Late Western Roman Empire — could no longer fund frontier defence at the complexity level it had built.
02
Élite overproduction
When the number of credentialed candidates outpaces the number of meaningful positions, a permanent counter-élite forms. Frustrated élites are dangerous: they have skills, networks, and grievances. Civil conflict follows.
Roman crisis of the third century; late Tang civil wars; perhaps modern US political polarization.
03
Climate / resource shock
A civilization tuned to one climate or resource regime breaks when conditions shift faster than its institutions can adapt. The shock alone rarely kills; it kills civilizations that were already at the complexity ceiling.

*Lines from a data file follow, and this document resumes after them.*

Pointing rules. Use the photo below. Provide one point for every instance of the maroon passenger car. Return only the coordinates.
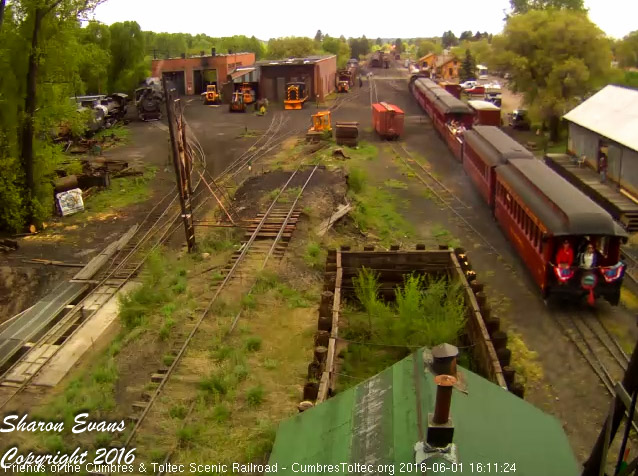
(538, 210)
(486, 147)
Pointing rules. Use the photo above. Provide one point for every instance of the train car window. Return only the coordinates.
(602, 245)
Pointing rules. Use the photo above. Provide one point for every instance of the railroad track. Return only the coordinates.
(155, 228)
(599, 348)
(445, 197)
(266, 237)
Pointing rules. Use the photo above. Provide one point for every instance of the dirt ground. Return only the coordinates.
(566, 387)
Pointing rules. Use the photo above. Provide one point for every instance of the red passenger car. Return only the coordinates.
(486, 147)
(449, 115)
(538, 211)
(487, 114)
(387, 120)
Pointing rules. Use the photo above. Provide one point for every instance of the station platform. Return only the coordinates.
(620, 206)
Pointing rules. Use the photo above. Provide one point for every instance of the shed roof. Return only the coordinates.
(295, 61)
(483, 105)
(380, 420)
(570, 211)
(612, 112)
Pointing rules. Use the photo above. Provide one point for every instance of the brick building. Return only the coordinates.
(192, 75)
(318, 72)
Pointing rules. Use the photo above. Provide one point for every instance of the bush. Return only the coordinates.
(253, 343)
(255, 396)
(178, 411)
(356, 180)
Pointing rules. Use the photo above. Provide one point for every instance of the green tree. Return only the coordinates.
(627, 50)
(128, 67)
(337, 47)
(555, 58)
(468, 66)
(35, 19)
(467, 36)
(293, 46)
(427, 46)
(449, 39)
(523, 6)
(95, 39)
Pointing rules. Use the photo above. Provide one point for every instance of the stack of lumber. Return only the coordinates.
(347, 133)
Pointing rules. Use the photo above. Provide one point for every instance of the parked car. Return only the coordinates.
(519, 119)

Bronze Age collapse (~1177 BCE) — multiple climate, raid, and trade-route shocks combined; Little Ice Age + Ming.
04
Debt cascade
Civilizations financialize. Debt grows faster than productive capacity. At some point a triggering shock makes the debt unrepayable; the cascading defaults eat the institutional fabric.
Late Ming silver crisis; 18th-century Spanish Empire; modern systemic financial crises.
05
Information closure
A civilization that loses the ability to learn from its periphery, from rivals, from below, will be out-iterated. The Soviet system did not run out of resources; it ran out of feedback.
USSR 1970–1991; Qing rejection of Western technology pre-1860; perhaps any closed system long enough.